Confrontations between protesters and Venezuelan security forces escalated in Caracas, with an armored vehicle running over unarmed protesters hours after Juan Guaidó called on people to flock to the streets peacefully as he begins the “final phase” of his plan to oust regime leader Nicolás Maduro.
Guaidó, head of the nation’s congress who is recognized by over 50 nations as Venezuela’s legitimate leader, joined the protests on April 30 with activist Leopoldo López, who had been detained by Maduro. The two were accompanied by a small contingent of soldiers who have defected from Maduro’s regime.
Guaidó and protestors occupied and then abandoned the La Carlota air base in Altamira in the morning hours of April 30.
“Today, brave soldiers, brave patriots, brave men supporting the constitution have answered our call,” Guaidó said in a video posted on his Twitter account. “The end of the usurpation is today.”

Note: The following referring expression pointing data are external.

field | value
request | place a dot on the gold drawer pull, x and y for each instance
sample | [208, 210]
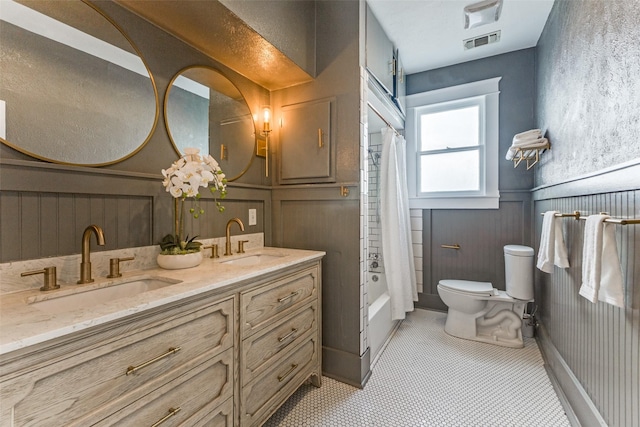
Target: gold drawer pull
[293, 331]
[133, 369]
[291, 295]
[172, 412]
[286, 374]
[454, 246]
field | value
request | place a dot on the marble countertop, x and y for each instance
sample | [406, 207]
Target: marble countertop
[22, 324]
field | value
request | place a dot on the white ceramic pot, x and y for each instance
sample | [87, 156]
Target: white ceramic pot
[177, 262]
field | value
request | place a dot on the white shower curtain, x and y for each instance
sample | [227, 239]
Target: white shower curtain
[397, 251]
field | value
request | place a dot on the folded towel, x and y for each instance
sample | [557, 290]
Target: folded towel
[530, 134]
[552, 249]
[531, 144]
[601, 270]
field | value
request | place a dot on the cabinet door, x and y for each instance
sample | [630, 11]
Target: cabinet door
[306, 143]
[379, 54]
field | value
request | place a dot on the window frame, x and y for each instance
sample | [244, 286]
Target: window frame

López, who was arrested in 2014 for calling for protests against Maduro, said on Twitter that he had “been freed by the military by the order of the constitution of President Guaidó.”
As crowds of masked protesters gathered late in the morning, throwing rocks and occasionally Molotov cocktails at armored vehicles blocking their path near the airport, one of those vehicles proceeded to plow into the crowds, widely shared footage from the incident shows. A number of protesters tried to retreat but couldn’t evade the vehicle’s path as it accelerated. Other protesters rushed to the aid of those injured; it is yet unknown how many were affected or if there were fatalities.
The incident was vehemently denounced in social media by non-governmental organizations (NGOs) and international observers as the latest violation of human rights on the part of the Maduro regime which holds onto power despite Venezuela’s spiraling economic, social, and political crisis.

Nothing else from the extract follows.